Especialistas em direito constitucional consultados pela Agência Brasil apontam para uma manobra jurídica na decisão da Câmara dos Deputados de suspender a ação penal relacionada à tentativa de golpe de Estado contra o ex-presidente Jair Bolsonaro e outros 33 acusados.
A decisão, tomada com 315 votos a favor e 143 contra, baseia-se no artigo 53 da Constituição, que permite a suspensão de processos criminais contra parlamentares durante o mandato. A medida beneficia o deputado Alexandre Ramagem (PL-RJ), envolvido na denúncia.
Partidos de centro-esquerda já anunciaram que recorrerão ao Supremo Tribunal Federal (STF) contra a decisão. A corte poderá ser chamada a se manifestar sobre a legalidade da suspensão, com potencial para derrubá-la ou modificá-la.

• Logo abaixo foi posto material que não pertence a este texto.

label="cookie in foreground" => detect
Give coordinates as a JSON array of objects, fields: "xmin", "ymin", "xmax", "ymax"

Os juristas consultados questionam a extensão da imunidade parlamentar aos demais réus, argumentando que a prerrogativa é exclusiva aos parlamentares. Segundo eles, a Câmara não pode estender a imunidade parlamentar aos outros réus denunciados.
O professor da UnB, Gladstone Leonel Jr., classificou a ação como um “malabarismo interpretativo” que viola a Constituição. “O artigo 53 é nítido quando diz que a denúncia recebida é contra senador ou deputado… Ele é restrito aos parlamentares”, afirmou.